Jörg und Eva Saur leiten eines von zwölf Tantra-Studios in München. Die Stadt München setzt diese Studios mit Bordellen gleich. Bei den Saurs gebe es zwar Orgasmen, sagen sie – Sex sei aber tabu. Ein Besuch.

Von Lisa Marie Wimmer

„Wir müssen uns privat wieder öfter massieren“, flüstert Jörg Saur seiner Frau Eva ins Ohr, während er ihr mit seinem mit warmem Öl getränkten Unterarm den Rücken entlang streicht. Sie lächelt entspannt und lässt sich noch ein Stückchen weiter in die große weiße Matratze am Boden sinken.

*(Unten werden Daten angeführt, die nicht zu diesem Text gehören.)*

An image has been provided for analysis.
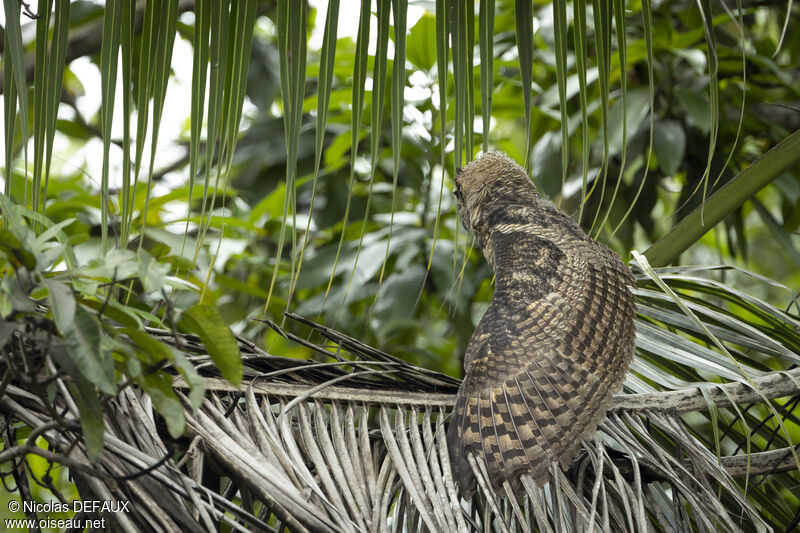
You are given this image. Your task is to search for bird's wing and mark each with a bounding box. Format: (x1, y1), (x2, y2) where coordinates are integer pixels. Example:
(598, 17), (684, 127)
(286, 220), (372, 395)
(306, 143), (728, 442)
(448, 242), (635, 495)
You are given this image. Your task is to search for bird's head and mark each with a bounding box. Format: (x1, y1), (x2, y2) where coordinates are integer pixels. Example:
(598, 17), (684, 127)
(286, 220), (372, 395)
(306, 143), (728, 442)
(453, 152), (539, 237)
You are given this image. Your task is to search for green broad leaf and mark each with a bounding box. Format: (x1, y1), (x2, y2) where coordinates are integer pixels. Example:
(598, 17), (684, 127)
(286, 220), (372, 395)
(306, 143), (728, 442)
(675, 89), (711, 135)
(137, 248), (169, 292)
(373, 265), (424, 323)
(0, 228), (36, 270)
(50, 342), (103, 460)
(608, 89), (650, 155)
(406, 13), (436, 70)
(653, 120), (686, 176)
(136, 372), (186, 439)
(120, 328), (206, 409)
(76, 296), (143, 328)
(44, 279), (76, 335)
(61, 306), (117, 394)
(181, 304), (242, 387)
(67, 376), (104, 461)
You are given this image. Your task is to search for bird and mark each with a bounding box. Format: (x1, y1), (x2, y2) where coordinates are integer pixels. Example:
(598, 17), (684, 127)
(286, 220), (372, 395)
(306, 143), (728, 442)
(447, 152), (636, 498)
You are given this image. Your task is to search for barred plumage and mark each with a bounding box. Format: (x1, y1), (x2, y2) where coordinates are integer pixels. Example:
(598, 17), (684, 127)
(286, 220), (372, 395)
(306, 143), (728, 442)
(447, 153), (635, 496)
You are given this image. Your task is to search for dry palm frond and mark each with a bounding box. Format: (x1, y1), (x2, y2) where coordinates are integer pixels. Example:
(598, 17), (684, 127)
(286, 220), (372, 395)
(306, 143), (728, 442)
(0, 275), (800, 532)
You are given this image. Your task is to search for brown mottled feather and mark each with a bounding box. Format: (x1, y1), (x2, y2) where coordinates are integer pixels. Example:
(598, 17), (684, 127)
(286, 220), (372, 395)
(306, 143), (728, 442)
(448, 153), (635, 496)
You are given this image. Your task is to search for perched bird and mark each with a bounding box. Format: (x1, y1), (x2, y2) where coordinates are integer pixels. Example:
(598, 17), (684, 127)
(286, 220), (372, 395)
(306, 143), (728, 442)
(447, 153), (636, 497)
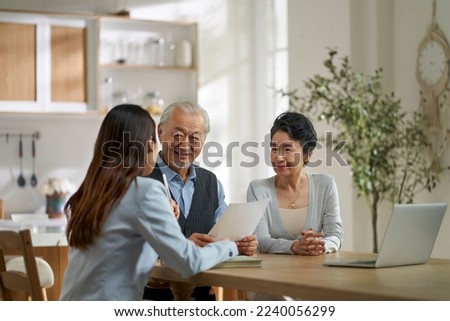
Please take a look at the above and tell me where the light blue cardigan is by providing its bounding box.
[247,174,344,254]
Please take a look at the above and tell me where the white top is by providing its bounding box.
[278,207,308,238]
[247,173,344,254]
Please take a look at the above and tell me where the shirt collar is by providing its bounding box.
[156,151,197,181]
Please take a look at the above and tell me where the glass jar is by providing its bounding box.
[145,91,164,116]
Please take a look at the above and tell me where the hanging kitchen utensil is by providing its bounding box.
[30,135,37,187]
[17,134,27,187]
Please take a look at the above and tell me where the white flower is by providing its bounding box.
[39,177,76,196]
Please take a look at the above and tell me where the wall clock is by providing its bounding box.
[416,0,450,169]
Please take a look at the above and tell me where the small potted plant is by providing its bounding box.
[39,177,75,218]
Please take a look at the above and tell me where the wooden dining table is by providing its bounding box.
[151,251,450,301]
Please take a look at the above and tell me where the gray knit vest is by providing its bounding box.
[149,165,219,237]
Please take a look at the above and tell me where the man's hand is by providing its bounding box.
[236,235,258,256]
[188,233,216,247]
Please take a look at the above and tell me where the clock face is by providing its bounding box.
[418,40,447,86]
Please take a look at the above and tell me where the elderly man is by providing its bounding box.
[144,102,257,300]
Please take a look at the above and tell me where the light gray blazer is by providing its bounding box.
[60,177,238,300]
[247,174,344,254]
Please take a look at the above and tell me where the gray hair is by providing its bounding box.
[159,101,211,136]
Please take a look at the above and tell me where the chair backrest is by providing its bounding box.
[0,230,44,301]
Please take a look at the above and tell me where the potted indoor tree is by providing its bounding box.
[280,50,441,253]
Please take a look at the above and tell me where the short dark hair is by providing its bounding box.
[270,112,317,155]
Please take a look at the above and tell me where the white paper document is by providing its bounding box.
[208,198,270,241]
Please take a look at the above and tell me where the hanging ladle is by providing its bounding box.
[17,134,27,187]
[30,136,37,187]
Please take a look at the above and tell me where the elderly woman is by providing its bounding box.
[247,112,343,300]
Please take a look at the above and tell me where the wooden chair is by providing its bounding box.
[0,198,5,220]
[0,230,54,301]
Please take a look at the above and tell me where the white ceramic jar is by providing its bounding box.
[175,40,192,68]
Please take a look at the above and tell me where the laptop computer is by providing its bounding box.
[323,203,447,268]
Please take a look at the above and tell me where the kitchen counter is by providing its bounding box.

Er ist mit seinem ganzen Körper ganz nah bei ihr, beide sind nackt, haben lediglich ihren Lendenbereich mit Tüchern abgedeckt. Das Licht ist abgedunkelt, um sie herum hängen Spiegel, Kerzen brennen, der Raum duftet nach Sandelholz. Jörg Saur gibt seiner Frau gerade in dem Studio, das die beiden vor einem halben Jahr übernommen haben, eine Tantra-Massage. Dass sie sich gegenseitig massieren, ist eher die Ausnahme. In der Regel kümmern sich die beiden um ihre Kundinnen und Kunden. Ihnen geben sie Seminare, beraten bei Sexualthemen und bieten Ganzkörper-Tantra-Massagen – und das bis hin zum Höhepunkt.